After we create your wall scroll, it takes at least two weeks for air mail delivery from Beijing to you.

Allow a few weeks for delivery. Rush service speeds it up by a week or two for $10!

When you select your calligraphy, you'll be taken to another page where you can choose various custom options.

A nice Chinese calligraphy wall scroll

The wall scroll that Sandy is holding in this picture is a "large size"
single-character wall scroll.
We also offer custom wall scrolls in small, medium, and an even-larger jumbo size.

A professional Chinese Calligrapher

Professional calligraphers are getting to be hard to find these days.
Instead of drawing characters by hand, the new generation in China merely type roman letters into their computer keyboards and pick the character that they want from a list that pops up.

There is some fear that true Chinese calligraphy may become a lost art in the coming years.
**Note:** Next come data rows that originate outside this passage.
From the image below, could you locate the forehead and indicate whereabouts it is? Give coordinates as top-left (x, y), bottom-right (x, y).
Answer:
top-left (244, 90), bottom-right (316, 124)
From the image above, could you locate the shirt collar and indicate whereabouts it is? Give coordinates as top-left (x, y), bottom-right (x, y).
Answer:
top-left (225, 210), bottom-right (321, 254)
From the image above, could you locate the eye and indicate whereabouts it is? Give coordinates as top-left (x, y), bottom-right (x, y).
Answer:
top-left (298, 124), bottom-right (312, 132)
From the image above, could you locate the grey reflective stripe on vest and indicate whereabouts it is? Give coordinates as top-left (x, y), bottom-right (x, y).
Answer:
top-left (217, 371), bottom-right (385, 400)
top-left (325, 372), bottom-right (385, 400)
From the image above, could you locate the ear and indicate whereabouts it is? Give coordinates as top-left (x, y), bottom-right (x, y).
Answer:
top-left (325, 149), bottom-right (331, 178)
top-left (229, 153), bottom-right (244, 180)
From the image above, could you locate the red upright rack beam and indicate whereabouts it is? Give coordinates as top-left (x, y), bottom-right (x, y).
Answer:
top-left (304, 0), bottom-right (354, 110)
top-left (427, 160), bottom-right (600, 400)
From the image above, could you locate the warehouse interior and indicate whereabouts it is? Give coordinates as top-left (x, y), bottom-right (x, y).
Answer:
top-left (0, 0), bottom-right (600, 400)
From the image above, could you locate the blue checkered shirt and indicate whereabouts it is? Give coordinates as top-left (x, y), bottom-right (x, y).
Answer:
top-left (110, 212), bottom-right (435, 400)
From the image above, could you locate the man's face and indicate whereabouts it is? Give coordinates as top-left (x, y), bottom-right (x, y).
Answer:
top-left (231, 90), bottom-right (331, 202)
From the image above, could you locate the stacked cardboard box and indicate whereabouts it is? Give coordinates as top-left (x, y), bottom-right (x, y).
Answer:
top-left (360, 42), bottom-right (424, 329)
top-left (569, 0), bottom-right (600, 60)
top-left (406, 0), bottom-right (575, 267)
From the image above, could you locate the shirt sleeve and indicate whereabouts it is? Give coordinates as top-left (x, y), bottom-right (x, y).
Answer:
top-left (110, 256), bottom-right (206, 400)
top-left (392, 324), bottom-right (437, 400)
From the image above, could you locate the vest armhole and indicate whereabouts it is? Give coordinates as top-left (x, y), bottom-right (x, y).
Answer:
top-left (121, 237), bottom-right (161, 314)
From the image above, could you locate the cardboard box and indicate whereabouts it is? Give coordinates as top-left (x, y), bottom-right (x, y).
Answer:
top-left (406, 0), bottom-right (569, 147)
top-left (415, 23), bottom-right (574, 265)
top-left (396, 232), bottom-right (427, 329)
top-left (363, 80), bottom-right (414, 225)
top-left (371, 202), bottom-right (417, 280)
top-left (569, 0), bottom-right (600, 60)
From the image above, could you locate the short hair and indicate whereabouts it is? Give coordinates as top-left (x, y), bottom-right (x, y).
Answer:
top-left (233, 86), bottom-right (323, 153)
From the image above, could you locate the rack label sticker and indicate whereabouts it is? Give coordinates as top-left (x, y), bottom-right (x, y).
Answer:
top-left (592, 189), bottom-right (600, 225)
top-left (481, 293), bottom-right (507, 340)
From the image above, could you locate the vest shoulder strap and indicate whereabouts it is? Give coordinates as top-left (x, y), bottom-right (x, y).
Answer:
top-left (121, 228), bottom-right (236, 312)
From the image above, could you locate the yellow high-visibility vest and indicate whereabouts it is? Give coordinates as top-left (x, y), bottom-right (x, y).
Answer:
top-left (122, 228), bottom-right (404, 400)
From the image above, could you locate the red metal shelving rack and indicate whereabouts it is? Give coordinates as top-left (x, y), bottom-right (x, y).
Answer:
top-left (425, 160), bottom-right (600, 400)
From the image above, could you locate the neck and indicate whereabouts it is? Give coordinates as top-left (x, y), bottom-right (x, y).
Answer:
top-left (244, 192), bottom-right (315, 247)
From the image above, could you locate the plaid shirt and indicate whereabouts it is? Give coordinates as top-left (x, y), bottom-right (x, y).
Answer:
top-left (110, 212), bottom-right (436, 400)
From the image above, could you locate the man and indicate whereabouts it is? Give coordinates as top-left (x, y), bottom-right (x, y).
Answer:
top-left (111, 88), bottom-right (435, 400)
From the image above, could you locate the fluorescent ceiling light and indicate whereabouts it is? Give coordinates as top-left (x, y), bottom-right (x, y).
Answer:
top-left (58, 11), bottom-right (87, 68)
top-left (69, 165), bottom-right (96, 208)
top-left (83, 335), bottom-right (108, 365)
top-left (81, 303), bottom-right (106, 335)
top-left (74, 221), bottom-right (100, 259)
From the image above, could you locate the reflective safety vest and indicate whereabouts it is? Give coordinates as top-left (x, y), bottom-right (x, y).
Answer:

Many art institutes in China are now promoting calligraphy programs in hopes of keeping this unique form of art alive.

Trying to learn Chinese calligrapher - a futile effort

Even with the teachings of a top-ranked calligrapher in China, my calligraphy will never be good enough to sell. I will leave that to the experts.

A high-ranked Chinese master calligrapher that I met in Zhongwei

The same calligrapher who gave me those lessons also attracted a crowd of thousands and a TV crew as he created characters over 6-feet high. He happens to be ranked as one of the top 100 calligraphers in all of China. He is also one of very few that would actually attempt such a feat.

Check out my lists of Japanese Kanji Calligraphy Wall Scrolls and Old Korean Hanja Calligraphy Wall Scrolls.

Some people may refer to this entry as Bai3 Kanji, Bai3 Characters, Bai3 in Mandarin Chinese, Bai3 Characters, Bai3 in Chinese Writing, Bai3 in Japanese Writing, Bai3 in Asian Writing, Bai3 Ideograms, Chinese Bai3 symbols, Bai3 Hieroglyphics, Bai3 Glyphs, Bai3 in Chinese Letters, Bai3 Hanzi, Bai3 in Japanese Kanji, Bai3 Pictograms, Bai3 in the Chinese Written-Language, or Bai3 in the Japanese Written-Language.